On Fri, May 12, 2017 at 11:15:20AM +0100, Mark Rutland wrote:
> Currently, cpus_set_cap() calls static_branch_enable_cpuslocked(), which
> must take the jump_label mutex.
> 
> We call cpus_set_cap() in the secondary bringup path, from the idle
> thread where interrupts are disabled. Taking a mutex in this path "is a
> NONO" regardless of whether it's contended, and something we must avoid.
> Additionally, the secondary CPU doesn't hold the percpu rwsem (as this
> is held by the primary CPU), so this triggers a lockdep splat.
> 
> This patch fixes both issues. The poking of static keys is deferred
> until enable_cpu_capabilities(), which runs in a suitable context on the
> boot CPU. To account for the static keys being set later,
> cpus_have_const_cap() is updated to use another static key to check
> whether the const cap keys have been initialised, falling back to the
> caps bitmap until this is the case.
> 
> This means that users of cpus_have_const_cap() gain should only gain a
> single additional NOP in the fast path once the const caps are
> initialised, but should always see the current cap value.
> 
> The hyp code should never dereference the caps array, since the caps are
> initialized before we run the module initcall to initialise hyp.

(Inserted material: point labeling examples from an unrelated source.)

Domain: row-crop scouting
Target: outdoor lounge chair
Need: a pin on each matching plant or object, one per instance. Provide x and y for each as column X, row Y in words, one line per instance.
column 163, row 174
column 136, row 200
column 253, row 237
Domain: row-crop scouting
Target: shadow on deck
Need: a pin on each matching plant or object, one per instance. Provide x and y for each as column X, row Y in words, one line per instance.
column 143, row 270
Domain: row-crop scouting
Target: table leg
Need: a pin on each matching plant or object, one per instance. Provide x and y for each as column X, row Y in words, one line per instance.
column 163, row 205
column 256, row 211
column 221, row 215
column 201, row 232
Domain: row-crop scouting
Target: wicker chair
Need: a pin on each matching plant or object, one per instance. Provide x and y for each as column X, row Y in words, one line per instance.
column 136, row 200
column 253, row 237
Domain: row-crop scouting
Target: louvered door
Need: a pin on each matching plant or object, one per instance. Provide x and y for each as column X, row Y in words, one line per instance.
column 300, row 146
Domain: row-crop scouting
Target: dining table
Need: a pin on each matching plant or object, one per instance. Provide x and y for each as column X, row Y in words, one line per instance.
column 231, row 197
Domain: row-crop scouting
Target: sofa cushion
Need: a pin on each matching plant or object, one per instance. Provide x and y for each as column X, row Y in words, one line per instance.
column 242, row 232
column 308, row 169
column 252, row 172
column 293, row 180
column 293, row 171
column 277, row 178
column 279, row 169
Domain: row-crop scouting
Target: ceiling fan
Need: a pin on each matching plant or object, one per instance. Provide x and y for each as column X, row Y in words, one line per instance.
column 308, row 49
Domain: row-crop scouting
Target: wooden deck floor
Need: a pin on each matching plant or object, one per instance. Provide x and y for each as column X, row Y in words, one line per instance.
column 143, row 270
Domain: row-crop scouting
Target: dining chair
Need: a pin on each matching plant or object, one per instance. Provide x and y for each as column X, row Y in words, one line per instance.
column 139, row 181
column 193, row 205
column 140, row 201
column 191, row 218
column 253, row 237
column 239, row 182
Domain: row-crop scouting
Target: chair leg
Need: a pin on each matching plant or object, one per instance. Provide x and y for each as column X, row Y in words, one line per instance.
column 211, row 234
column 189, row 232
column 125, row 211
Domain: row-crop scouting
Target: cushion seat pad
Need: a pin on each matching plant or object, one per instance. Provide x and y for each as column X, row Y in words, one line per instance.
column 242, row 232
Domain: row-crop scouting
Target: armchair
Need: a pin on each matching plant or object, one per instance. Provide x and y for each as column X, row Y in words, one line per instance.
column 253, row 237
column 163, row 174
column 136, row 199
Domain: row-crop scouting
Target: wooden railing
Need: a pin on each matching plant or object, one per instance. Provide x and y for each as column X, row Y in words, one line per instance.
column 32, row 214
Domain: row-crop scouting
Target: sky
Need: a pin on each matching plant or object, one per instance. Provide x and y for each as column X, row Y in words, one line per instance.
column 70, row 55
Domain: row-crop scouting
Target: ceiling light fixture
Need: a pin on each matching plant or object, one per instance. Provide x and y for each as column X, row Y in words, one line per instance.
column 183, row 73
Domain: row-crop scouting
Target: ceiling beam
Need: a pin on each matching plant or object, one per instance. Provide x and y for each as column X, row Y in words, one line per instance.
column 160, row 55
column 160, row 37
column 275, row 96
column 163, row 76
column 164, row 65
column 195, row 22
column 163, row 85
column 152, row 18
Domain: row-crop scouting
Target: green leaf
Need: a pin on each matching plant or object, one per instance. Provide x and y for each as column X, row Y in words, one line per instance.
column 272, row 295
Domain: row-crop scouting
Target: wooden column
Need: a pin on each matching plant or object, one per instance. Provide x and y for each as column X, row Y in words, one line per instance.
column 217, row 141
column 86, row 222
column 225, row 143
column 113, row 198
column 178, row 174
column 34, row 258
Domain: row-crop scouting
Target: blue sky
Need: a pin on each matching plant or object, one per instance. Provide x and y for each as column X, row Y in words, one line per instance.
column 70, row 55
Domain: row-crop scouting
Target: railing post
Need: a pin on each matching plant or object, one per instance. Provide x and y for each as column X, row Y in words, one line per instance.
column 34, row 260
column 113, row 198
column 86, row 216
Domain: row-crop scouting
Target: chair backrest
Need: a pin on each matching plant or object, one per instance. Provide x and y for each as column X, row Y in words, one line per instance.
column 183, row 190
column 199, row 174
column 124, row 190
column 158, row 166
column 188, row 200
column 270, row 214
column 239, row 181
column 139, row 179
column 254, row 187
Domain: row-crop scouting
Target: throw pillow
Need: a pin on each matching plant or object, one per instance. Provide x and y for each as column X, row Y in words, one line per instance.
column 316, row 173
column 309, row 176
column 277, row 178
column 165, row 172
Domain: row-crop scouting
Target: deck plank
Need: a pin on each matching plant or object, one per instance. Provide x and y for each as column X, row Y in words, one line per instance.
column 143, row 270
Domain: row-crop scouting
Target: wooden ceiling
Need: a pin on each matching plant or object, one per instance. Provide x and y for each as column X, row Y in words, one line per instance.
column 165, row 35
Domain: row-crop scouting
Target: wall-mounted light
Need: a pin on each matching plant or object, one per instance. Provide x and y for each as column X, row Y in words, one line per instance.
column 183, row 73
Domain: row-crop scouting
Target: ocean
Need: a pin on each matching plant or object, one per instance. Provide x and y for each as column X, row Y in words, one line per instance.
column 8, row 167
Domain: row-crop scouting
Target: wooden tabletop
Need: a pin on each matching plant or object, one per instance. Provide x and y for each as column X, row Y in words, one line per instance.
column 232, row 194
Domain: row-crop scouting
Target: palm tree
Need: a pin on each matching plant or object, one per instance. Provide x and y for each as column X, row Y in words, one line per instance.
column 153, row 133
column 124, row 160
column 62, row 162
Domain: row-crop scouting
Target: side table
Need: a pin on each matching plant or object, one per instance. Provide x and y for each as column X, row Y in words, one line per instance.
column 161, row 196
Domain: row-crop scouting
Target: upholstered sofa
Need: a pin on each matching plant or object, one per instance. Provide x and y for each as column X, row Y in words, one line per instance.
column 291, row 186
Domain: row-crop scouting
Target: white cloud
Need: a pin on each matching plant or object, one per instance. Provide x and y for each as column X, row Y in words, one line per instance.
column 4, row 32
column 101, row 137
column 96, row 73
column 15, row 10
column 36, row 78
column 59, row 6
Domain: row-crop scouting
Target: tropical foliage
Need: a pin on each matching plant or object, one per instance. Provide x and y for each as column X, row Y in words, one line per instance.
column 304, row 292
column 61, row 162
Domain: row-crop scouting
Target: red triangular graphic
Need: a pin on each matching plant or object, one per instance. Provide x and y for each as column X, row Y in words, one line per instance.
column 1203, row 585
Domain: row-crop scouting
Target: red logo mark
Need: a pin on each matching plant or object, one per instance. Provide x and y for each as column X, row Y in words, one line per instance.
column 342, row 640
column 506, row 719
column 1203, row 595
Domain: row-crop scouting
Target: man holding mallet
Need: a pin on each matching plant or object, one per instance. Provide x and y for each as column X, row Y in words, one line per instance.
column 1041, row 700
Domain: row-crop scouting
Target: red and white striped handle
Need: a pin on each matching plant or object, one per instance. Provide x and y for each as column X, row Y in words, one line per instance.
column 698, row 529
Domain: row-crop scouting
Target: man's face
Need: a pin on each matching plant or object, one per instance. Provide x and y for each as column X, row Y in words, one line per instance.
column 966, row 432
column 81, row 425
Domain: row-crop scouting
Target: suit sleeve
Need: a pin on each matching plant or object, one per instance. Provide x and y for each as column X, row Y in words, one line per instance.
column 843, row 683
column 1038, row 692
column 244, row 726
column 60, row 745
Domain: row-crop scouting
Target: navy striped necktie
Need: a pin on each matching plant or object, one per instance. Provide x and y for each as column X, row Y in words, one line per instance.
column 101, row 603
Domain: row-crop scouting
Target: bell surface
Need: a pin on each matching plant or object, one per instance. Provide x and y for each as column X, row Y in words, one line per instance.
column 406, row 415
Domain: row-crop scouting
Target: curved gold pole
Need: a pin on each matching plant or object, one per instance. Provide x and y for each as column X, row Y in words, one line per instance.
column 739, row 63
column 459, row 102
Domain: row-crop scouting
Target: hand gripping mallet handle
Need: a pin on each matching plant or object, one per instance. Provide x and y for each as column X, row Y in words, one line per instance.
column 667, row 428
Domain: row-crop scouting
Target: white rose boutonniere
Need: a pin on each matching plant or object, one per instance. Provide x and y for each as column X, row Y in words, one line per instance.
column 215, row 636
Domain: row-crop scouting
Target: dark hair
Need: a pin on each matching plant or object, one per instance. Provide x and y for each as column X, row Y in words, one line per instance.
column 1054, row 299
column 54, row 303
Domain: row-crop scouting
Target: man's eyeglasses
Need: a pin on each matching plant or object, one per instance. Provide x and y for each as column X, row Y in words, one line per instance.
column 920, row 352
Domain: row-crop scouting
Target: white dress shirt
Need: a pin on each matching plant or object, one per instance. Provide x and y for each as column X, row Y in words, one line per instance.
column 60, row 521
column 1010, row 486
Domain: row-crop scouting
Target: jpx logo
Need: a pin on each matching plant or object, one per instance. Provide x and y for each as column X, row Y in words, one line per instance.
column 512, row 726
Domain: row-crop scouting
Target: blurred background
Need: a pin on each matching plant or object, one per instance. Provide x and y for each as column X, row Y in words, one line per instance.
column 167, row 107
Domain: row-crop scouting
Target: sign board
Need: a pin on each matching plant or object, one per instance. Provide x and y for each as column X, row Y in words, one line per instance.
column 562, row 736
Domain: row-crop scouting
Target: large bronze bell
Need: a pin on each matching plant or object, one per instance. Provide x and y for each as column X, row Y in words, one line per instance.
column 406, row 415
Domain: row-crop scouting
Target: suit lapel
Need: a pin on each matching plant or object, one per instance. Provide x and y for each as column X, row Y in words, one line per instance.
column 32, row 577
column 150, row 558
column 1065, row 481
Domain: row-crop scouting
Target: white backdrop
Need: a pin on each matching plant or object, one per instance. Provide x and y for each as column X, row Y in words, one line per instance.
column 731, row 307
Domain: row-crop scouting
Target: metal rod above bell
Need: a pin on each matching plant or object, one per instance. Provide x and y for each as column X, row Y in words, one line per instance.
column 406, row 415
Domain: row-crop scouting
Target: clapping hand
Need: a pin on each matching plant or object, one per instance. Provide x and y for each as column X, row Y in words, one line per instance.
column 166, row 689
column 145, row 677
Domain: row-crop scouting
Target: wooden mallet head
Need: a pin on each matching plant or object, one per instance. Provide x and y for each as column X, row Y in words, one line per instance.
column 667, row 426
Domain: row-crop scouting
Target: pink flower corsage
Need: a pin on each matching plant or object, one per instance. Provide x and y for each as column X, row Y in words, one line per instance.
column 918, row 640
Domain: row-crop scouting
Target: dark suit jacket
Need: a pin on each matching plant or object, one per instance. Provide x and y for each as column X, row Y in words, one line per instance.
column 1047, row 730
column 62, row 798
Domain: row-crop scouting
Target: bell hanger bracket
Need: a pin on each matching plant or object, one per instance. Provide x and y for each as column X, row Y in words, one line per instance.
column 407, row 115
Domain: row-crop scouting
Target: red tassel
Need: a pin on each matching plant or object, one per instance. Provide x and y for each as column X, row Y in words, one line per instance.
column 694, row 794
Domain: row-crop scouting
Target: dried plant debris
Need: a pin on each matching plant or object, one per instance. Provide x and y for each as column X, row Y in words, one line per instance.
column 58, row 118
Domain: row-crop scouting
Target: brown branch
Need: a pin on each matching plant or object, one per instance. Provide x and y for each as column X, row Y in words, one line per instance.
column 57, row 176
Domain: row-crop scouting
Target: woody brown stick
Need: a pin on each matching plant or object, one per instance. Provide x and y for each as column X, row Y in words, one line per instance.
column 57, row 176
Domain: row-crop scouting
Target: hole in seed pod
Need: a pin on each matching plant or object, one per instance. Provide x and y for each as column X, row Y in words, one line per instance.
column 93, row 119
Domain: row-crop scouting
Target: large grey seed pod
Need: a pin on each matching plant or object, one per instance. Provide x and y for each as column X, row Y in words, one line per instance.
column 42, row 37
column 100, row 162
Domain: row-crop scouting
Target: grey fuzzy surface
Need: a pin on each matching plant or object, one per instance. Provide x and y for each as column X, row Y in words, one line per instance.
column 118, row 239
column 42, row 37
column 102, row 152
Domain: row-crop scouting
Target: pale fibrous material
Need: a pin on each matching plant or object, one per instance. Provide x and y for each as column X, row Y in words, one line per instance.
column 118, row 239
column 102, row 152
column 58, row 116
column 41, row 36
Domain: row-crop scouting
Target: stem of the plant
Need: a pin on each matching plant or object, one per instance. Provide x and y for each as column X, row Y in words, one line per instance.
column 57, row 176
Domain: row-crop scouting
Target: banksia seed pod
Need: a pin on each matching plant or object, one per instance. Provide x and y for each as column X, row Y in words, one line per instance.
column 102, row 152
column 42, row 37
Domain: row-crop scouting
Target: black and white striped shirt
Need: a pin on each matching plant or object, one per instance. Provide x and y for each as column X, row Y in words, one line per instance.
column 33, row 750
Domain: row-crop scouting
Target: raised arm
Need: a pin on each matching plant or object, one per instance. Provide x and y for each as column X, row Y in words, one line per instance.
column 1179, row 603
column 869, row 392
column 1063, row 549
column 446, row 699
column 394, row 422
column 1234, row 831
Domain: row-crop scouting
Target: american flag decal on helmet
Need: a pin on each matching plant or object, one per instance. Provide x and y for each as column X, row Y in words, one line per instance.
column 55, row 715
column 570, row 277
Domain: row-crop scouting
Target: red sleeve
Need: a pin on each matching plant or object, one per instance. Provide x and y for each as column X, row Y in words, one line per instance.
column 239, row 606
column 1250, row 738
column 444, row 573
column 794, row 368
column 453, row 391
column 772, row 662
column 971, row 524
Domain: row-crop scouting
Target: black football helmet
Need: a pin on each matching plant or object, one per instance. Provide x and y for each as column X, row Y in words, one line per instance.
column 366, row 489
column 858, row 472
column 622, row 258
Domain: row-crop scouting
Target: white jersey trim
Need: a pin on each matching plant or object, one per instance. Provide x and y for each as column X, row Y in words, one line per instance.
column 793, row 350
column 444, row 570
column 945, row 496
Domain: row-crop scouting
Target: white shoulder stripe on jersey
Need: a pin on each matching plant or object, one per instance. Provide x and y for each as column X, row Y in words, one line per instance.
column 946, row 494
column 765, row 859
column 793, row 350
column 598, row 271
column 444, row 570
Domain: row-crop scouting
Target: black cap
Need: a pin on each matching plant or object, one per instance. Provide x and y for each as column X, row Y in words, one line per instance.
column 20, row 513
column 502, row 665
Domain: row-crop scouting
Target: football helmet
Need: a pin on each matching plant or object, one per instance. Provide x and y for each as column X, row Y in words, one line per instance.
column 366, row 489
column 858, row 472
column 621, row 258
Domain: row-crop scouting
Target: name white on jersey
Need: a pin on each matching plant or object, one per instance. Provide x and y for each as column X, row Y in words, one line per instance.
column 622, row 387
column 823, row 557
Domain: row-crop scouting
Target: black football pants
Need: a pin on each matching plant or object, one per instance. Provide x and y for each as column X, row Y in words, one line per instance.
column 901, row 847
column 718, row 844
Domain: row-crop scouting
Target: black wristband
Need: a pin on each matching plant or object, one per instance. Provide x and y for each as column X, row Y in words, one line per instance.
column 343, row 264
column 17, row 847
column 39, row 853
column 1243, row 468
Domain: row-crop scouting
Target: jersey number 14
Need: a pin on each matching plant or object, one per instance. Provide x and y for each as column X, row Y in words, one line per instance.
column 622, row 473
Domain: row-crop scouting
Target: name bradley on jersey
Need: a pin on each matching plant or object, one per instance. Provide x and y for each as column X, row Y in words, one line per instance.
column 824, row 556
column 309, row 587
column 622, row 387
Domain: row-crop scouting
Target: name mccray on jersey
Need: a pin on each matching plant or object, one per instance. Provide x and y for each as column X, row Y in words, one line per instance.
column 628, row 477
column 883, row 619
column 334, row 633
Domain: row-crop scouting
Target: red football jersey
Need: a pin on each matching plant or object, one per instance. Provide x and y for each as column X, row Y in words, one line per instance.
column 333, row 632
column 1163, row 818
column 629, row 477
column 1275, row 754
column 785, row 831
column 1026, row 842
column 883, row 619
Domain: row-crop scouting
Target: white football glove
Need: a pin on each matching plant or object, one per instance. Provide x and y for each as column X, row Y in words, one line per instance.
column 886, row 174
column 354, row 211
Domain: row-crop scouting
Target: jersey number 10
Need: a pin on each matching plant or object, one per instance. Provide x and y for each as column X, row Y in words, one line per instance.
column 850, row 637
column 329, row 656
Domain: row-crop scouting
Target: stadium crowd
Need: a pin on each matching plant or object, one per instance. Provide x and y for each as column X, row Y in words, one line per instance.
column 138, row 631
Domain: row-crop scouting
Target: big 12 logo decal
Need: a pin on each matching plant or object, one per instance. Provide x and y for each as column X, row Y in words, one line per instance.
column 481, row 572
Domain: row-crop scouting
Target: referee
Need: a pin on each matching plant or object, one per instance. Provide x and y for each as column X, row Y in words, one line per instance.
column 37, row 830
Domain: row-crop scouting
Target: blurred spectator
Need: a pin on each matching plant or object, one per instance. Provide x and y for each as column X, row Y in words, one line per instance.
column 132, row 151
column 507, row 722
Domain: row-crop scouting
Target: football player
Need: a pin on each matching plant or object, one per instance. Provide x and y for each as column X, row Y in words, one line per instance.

A check
> is added to the hyp init code to docuemnt this requirement.
> 
> This rework means that we can remove the *_cpuslocked() helpers added in
> commit d54bb72551b999dd ("arm64/cpufeature: Use
> static_branch_enable_cpuslocked()").
> 
> Signed-off-by: Mark Rutland <[email protected]>
> Cc: Catalin Marinas <[email protected]>
> Cc: Christoffer Dall <[email protected]>
> Cc: Marc Zyniger <[email protected]>
> Cc: Peter Zijlstra <[email protected]>
> Cc: Sebastian Sewior <[email protected]>
> Cc: Suzuki Poulose <[email protected]>
> Cc: Thomas Gleixner <[email protected]>
> Cc: Will Deacon <[email protected]>
> ---
>  arch/arm64/include/asm/cpufeature.h | 13 ++++++++++---
>  arch/arm64/include/asm/kvm_host.h   |  8 ++++++--
>  arch/arm64/kernel/cpu_errata.c      |  9 +--------
>  arch/arm64/kernel/cpufeature.c      | 25 ++++++++++++++++++++++---
>  4 files changed, 39 insertions(+), 16 deletions(-)
> 
> Catalin, Will, assuming you're happy with the patch, it will need to go via 
> the
> tip tree.

Fine by me, although there's a typo in the comment (see below).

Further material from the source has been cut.